UKbloke-have you tried toe covers?









These and wool socks seem to do the trick around here.


----------



## ukbloke (Sep 1, 2007)

twain said:


> UKbloke-have you tried toe covers?


I have whole shoe covers - a lightweight pair and a full neoprene pair. The neoprene ones are bulky and only good for really miserable conditions ... where I'd probably not go cycling anyway. The lightweight ones work for a while but aren't all that windproof so after a long descent my toes will be cold and they don't warm up easily. A good pair of windproof toe covers would probably be a good compromise, and quicker to put on. I looked at the PI ones and I'm not sure they are big enough. Maybe I'll give them another look - thanks.

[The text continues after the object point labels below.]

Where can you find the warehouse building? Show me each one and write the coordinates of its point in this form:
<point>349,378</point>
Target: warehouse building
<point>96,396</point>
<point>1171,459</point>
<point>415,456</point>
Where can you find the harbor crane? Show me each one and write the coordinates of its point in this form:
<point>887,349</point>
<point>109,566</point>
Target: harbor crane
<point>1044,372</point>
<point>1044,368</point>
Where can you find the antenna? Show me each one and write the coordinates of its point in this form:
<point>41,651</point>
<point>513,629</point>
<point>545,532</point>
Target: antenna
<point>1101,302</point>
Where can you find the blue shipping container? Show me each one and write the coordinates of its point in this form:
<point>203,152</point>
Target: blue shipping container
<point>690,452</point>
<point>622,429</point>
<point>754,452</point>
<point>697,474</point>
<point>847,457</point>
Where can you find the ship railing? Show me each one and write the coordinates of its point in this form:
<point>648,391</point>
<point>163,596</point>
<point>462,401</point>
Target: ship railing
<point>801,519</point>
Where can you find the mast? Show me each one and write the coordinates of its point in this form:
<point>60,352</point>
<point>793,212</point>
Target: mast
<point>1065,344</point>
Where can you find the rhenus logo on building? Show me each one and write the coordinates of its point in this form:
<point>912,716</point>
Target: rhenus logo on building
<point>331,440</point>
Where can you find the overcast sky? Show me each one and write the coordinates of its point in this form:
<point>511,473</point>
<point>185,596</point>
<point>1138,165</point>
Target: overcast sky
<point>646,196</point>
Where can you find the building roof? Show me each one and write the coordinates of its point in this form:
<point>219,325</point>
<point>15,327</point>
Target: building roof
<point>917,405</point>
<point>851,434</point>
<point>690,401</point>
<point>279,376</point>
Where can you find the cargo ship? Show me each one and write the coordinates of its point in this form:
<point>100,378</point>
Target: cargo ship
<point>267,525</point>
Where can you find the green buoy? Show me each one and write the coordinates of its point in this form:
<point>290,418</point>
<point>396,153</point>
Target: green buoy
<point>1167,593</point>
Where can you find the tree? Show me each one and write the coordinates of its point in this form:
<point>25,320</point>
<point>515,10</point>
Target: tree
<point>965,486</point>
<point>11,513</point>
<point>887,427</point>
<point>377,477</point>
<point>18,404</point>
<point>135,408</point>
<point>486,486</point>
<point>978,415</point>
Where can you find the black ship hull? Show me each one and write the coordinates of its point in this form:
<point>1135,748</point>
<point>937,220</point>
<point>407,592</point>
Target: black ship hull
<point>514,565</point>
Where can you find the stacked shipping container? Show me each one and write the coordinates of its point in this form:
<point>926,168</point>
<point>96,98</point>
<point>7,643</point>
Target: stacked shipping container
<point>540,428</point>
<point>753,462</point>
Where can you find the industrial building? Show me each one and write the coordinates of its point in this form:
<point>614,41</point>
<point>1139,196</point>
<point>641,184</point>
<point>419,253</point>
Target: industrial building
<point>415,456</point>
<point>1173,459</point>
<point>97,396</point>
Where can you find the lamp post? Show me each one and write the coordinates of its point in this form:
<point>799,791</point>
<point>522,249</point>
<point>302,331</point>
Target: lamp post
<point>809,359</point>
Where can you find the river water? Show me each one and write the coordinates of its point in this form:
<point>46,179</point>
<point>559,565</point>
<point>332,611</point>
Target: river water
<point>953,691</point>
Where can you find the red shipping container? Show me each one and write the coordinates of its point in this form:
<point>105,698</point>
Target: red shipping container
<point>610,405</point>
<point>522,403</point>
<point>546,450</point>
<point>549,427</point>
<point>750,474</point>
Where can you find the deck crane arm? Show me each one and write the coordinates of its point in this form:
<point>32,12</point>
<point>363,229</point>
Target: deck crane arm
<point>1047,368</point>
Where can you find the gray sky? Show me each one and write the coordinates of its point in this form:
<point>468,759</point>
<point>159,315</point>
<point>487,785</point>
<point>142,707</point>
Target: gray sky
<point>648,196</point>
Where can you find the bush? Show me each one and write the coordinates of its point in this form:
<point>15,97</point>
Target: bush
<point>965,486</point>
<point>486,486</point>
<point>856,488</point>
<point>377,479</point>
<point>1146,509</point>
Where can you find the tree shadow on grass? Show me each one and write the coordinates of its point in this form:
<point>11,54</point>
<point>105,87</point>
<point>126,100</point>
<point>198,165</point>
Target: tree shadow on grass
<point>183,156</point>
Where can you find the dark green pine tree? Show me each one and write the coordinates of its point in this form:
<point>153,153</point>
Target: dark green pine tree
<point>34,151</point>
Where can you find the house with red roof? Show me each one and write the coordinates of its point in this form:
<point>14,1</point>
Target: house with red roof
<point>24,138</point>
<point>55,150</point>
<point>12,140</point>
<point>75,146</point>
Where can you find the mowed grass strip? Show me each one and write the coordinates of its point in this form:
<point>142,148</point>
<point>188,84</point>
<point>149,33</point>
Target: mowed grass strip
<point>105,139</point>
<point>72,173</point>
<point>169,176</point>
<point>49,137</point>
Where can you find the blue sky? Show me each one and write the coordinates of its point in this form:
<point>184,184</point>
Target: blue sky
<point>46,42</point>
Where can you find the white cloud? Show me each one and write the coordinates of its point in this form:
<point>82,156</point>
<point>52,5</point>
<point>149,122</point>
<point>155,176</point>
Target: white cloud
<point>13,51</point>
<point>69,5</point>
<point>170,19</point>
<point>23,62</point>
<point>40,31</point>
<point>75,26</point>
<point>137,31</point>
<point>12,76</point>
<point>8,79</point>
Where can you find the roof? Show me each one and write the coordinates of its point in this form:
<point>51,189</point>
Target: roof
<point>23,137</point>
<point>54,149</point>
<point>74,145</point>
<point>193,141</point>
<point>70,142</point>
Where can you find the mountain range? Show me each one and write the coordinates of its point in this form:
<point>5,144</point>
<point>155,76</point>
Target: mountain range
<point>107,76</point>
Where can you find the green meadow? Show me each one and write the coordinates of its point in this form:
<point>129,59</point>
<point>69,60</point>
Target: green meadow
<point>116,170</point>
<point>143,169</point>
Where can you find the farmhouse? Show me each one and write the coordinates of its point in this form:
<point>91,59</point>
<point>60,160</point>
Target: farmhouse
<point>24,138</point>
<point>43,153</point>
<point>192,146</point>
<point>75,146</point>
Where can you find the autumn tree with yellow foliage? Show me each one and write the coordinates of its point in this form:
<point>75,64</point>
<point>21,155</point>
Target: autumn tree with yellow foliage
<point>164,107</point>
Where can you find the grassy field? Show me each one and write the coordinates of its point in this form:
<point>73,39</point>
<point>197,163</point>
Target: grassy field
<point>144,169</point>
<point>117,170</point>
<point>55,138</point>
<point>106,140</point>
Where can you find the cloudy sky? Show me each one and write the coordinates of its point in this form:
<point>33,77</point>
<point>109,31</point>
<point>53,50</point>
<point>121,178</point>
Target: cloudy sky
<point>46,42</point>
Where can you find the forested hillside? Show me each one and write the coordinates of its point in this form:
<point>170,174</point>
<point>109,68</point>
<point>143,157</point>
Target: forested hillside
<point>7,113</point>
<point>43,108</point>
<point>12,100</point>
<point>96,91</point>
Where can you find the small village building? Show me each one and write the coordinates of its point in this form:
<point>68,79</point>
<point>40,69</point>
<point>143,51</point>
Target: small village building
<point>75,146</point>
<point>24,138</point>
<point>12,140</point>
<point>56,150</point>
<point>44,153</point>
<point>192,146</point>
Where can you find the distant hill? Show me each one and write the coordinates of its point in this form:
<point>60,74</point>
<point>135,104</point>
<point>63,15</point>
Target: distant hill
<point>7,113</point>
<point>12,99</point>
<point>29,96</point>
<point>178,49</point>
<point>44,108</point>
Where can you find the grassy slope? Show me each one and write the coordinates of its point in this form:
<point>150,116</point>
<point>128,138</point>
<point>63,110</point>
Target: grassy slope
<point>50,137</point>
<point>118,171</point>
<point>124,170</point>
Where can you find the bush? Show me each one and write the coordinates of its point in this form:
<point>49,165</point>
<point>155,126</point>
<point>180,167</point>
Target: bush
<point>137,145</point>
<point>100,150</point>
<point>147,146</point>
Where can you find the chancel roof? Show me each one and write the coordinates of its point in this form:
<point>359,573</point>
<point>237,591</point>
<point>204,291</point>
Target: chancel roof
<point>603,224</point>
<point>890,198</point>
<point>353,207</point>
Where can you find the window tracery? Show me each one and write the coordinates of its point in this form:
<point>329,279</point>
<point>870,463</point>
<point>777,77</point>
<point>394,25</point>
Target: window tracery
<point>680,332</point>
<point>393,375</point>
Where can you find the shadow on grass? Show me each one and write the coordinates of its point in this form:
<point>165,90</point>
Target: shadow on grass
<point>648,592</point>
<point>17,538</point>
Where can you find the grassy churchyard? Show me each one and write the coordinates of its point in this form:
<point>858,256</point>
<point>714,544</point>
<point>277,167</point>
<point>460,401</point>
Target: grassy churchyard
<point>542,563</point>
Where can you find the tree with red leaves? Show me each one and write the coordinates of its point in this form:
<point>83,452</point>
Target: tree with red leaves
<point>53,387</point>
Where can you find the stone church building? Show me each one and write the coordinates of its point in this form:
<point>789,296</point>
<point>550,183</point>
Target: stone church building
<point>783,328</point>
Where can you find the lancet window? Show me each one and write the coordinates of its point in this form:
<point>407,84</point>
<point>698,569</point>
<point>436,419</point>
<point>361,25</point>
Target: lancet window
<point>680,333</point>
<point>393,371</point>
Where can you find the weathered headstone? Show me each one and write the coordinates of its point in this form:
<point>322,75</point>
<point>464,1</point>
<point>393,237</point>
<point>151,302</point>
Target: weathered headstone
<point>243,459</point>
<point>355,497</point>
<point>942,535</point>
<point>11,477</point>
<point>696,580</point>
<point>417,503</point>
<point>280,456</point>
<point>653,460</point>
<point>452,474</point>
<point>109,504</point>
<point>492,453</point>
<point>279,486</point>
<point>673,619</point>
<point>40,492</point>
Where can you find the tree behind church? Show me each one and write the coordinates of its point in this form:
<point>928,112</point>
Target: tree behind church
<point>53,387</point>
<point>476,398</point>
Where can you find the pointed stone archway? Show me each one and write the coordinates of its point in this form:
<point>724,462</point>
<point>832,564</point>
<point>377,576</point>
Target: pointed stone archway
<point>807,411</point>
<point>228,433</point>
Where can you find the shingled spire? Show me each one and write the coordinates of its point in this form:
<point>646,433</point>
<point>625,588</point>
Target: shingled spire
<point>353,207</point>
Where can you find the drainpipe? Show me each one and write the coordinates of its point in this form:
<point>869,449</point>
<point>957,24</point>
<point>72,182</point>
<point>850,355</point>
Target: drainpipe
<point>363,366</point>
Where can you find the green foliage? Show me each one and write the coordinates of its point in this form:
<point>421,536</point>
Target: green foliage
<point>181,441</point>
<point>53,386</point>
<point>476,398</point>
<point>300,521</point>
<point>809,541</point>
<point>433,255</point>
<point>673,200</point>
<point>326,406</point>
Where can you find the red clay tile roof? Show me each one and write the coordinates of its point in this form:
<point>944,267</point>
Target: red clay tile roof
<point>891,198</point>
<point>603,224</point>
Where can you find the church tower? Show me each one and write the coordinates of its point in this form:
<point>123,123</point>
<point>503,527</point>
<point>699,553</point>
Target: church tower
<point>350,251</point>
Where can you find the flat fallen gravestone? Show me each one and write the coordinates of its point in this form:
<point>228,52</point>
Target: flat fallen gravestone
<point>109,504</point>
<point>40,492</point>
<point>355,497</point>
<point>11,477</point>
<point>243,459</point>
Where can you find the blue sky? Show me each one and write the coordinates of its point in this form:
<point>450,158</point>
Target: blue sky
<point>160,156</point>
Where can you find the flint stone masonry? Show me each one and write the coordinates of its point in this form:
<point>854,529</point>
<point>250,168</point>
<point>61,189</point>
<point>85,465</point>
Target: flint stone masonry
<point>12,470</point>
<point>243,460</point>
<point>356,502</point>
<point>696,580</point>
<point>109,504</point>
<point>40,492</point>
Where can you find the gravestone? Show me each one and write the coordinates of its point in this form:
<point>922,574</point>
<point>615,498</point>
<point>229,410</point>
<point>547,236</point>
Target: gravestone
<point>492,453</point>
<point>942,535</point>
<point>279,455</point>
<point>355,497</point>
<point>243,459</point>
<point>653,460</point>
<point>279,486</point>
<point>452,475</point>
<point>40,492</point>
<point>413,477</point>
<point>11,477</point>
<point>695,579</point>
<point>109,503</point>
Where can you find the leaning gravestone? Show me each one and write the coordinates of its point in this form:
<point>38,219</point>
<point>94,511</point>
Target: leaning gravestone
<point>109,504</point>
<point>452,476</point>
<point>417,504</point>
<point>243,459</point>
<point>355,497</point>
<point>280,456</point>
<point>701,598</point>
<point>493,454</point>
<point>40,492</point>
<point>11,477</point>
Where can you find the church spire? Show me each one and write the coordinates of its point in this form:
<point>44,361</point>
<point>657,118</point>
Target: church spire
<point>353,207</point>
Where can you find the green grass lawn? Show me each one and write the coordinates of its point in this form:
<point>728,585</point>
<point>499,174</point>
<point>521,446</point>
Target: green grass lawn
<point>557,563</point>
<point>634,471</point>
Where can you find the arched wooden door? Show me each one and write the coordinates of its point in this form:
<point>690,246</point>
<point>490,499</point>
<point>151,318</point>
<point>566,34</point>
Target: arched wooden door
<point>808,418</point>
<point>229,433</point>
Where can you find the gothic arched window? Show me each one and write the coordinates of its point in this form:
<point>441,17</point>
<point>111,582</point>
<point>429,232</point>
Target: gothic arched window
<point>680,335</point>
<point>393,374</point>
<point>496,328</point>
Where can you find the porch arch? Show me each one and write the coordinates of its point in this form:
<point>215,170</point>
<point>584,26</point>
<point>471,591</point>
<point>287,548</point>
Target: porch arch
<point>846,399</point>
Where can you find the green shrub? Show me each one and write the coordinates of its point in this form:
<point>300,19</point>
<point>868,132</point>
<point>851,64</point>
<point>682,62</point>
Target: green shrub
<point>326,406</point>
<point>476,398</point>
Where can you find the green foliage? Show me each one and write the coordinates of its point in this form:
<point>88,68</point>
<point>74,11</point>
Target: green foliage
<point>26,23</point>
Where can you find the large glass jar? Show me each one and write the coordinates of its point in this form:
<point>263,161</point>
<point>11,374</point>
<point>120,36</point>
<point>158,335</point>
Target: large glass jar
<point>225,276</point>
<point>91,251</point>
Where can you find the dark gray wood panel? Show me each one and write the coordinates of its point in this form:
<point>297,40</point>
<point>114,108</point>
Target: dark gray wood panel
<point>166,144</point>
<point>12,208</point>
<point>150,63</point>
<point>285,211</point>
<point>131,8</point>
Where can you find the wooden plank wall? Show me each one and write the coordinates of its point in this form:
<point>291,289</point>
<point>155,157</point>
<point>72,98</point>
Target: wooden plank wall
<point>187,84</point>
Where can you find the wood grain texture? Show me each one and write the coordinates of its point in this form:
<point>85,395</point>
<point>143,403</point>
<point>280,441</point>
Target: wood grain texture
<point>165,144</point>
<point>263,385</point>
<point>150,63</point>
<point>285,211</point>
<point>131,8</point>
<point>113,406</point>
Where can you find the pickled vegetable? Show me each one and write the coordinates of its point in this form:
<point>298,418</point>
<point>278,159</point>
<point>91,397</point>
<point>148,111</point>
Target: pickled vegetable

As for gloves, I liked the Giro Ambient, but again I'm not convinced that they run big enough for me.


----------



## moschika (Feb 1, 2004)

i've been using the Hincapie wool gloves and have been very pleased with them. even on cold foggy mornings they seem to keep that bite off my hands.


----------



## jmsue_94560 (Sep 10, 2009)

I like the Garneau WindTex; a few weeks ago during the cold spell, I wore a pair of those and rode up Cavaleras, coming down my hands were not cold at all. Only my feet because I forgot my socks and my face because I don't have a face mask.


----------